Understanding and Enhancing the Transferability of Jailbreaking Attacks

TL;DR

This work investigates the transferability of jailbreaking attacks on large language models through the lens of intent perception. It demonstrates that while attacks can mislead the source model, their effect often fails to transfer to target proprietary LLMs due to distributional dependency arising from overfitting to the source model's sampling process. To address this, the authors propose Perceived-importance Flatten (PiF), which uniformly shifts attention to neutral tokens, uses a dynamic optimization objective, and relies on synonym substitutions rather than lengthy adversarial sequences. PiF achieves high attack success on diverse models (ASR up to ~97% on GPT-4) and reduces transfer-related variance, offering a practical red-teaming evaluation method for identifying vulnerabilities in proprietary LLMs. The study highlights implications for model alignment, safety defenses, and future cross-domain red-teaming across multimodal models.

Abstract

Jailbreaking attacks can effectively manipulate open-source large language models (LLMs) to produce harmful responses. However, these attacks exhibit limited transferability, failing to disrupt proprietary LLMs consistently. To reliably identify vulnerabilities in proprietary LLMs, this work investigates the transferability of jailbreaking attacks by analysing their impact on the model's intent perception. By incorporating adversarial sequences, these attacks can redirect the source LLM's focus away from malicious-intent tokens in the original input, thereby obstructing the model's intent recognition and eliciting harmful responses. Nevertheless, these adversarial sequences fail to mislead the target LLM's intent perception, allowing the target LLM to refocus on malicious-intent tokens and abstain from responding. Our analysis further reveals the inherent distributional dependency within the generated adversarial sequences, whose effectiveness stems from overfitting the source LLM's parameters, resulting in limited transferability to target LLMs.
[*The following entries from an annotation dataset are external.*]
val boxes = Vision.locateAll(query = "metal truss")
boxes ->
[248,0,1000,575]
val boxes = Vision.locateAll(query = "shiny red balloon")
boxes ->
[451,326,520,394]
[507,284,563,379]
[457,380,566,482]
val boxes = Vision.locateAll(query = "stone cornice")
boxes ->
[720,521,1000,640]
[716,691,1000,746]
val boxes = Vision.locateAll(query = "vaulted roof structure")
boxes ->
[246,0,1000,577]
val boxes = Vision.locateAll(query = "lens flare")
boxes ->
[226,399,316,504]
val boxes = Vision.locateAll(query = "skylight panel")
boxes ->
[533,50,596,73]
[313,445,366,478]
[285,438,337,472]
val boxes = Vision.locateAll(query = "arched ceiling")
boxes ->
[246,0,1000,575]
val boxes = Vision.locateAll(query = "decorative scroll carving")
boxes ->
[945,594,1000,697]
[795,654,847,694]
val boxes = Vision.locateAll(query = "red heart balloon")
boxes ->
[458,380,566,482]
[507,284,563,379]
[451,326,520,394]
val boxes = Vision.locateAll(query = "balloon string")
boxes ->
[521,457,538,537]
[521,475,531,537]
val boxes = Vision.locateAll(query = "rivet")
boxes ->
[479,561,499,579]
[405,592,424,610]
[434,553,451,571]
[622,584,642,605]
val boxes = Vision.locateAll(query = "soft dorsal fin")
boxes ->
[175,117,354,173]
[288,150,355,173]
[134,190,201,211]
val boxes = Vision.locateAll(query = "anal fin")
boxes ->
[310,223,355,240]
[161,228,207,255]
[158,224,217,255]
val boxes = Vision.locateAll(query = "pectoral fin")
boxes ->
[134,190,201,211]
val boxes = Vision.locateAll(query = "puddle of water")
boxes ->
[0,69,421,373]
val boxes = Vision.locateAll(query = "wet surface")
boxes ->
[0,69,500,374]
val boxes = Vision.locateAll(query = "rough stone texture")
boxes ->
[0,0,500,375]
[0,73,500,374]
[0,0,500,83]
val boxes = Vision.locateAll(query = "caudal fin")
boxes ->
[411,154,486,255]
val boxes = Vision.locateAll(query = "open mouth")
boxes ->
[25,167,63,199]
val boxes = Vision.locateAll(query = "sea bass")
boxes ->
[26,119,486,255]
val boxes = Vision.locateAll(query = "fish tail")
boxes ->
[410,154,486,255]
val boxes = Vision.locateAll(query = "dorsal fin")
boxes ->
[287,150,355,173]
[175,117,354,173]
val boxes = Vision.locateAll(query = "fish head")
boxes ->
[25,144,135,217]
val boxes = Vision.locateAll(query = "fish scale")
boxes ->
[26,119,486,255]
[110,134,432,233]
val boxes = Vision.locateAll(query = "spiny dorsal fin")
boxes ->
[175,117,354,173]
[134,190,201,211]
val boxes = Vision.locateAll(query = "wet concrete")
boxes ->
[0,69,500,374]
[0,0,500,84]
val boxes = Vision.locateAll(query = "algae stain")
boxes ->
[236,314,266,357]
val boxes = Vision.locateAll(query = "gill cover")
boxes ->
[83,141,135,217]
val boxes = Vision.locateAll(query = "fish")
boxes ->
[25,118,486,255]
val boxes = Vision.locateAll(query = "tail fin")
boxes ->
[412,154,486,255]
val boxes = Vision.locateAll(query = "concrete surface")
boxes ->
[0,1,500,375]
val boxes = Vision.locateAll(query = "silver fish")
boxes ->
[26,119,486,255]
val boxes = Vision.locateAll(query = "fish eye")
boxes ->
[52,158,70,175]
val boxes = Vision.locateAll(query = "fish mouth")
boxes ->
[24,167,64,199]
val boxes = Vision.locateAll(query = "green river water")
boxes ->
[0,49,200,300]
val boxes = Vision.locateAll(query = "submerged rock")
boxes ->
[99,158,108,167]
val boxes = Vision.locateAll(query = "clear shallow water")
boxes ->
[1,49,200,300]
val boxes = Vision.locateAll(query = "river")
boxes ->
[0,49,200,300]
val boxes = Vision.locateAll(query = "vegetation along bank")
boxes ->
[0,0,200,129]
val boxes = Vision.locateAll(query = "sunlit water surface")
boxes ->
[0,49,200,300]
To this end, we propose the Perceived-importance Flatten (PiF) method, which uniformly disperses the model's focus across neutral-intent tokens in the original input, thus obscuring malicious-intent tokens without relying on overfitted adversarial sequences. Extensive experiments demonstrate that PiF provides an effective and efficient red-teaming evaluation for proprietary LLMs.

Paper Structure

This paper contains 25 sections, 1 equation, 4 figures, 14 tables, 1 algorithm.

Figures (4)

  • Figure 1: The effectiveness of jailbreaking attacks. These attacks are initially generated on the source LLM (Llama-2-7B-Chat) and subsequently transferred to the target LLM (Llama-2-13B-Chat). For token-level and prompt-level jailbreaks, we employ the GCG and PAIR attacks as baseline methods.
  • Figure 2: The model's intent perception on the original input, as well as GCG and PAIR attacks. Unaligned perceived-importance (PI) is assessed on the Llama-2-7B. Source and target PI are measured on Llama-2-7B-Chat and Llama-2-13B-Chat, respectively.
  • Figure 3: The model's intent perception on the swapped-order GCG and PAIR attacks. The source perceived-importance (PI) is measured on the Llama-2-7B-Chat.
  • Figure 4: The procedure of Perceived-importance Flatten (PiF) Method. Source and target perceived-importance (PI) are evaluated on Bert-Large and Llama-2-13B-Chat, respectively.